Pushkar is a weird place, where donkeys are painted pink, camels are adorned in feathers, and the cows think nothing of outright thuggery, mimicing the priests and saddhus who get up in your face and plead "baaaabuu, baaabu, money for food" as if you can't see their half-clad potbellies jiggling to and fro like those of their bovine co-extortionists.
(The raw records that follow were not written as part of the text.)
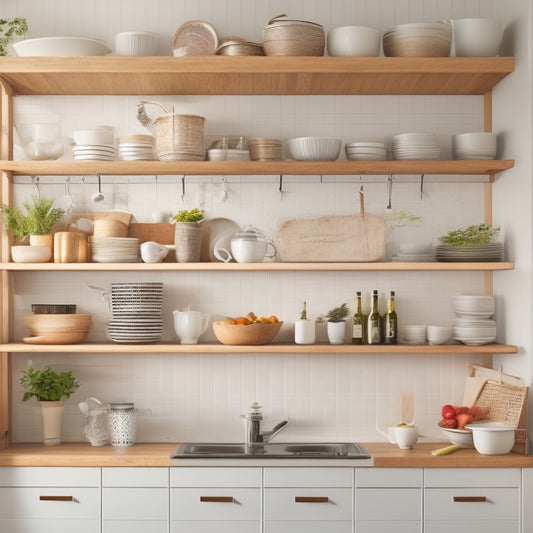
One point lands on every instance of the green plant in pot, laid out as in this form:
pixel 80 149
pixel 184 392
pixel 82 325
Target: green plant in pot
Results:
pixel 188 236
pixel 336 323
pixel 50 388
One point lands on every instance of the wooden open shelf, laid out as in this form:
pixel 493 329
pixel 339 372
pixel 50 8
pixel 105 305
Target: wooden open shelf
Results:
pixel 20 347
pixel 252 75
pixel 191 168
pixel 263 267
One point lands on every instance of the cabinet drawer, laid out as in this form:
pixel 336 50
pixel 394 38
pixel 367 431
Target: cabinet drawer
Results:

The most dominant presence in town though are the tourists, not the waddling Americans or the platoons of culturally oblivious retired French people who look like they've just stumbled tank-topped and floppy-hatted out of a baguette shop in Cannes, but legions of equally oblivious backpackers. These throngs of contemporary pseudo-bohemians, found in concentrated colonies throughout India, are catered to by a plethora of merchants dealing in pashmina shawls, Om t-shirts, sloppily-printed baggy trousers, and a slew of other hippie-shit "Indian" goods that no Indian has ever worn but can be traced around the Subcontinent like uranium waste deposits by a Geiger meter upon the bodies of Israeli, Spanish, Chilean, Australian, American, French, and other neo-hippies who've traded patchouli oil for iPods and "environmentally freindly" canteens that they fill with bottled water. Hot spots of this activity such as Pushkar and Delhi's Pahar Ganj are veritable Chernobyls emitting toxic levels of self-absorption from "alternative travelers" who believe that they and their kind alone are truly immersing themselves in India. I good-naturedly but dryly told a group of Israeli girls who looked like extras from a straight-to-DVD Jerry Garcia biopic that if they really wanted to be Indian they should either go all the way and buy saris or just score some sequined jeans and sew randomly-chosen numbers to fake Ed Hardy shirts. They were nonplussed and proceeded to talk amongst themselves in Hebrew for the remainder of dinner.
As they talked a pair of incredibly stoned men straight out of a Hell's Angels rally drove by on monstrous motorcycles with Vishnu tridents affixed to the rear, and for a moment - just for a moment - Pushkar had me impressed.
CORRECTION: The world was not created at Pushkar, it is merely a very sacred creation of Brahma, the Creator, who created the rest of the world elsewhere.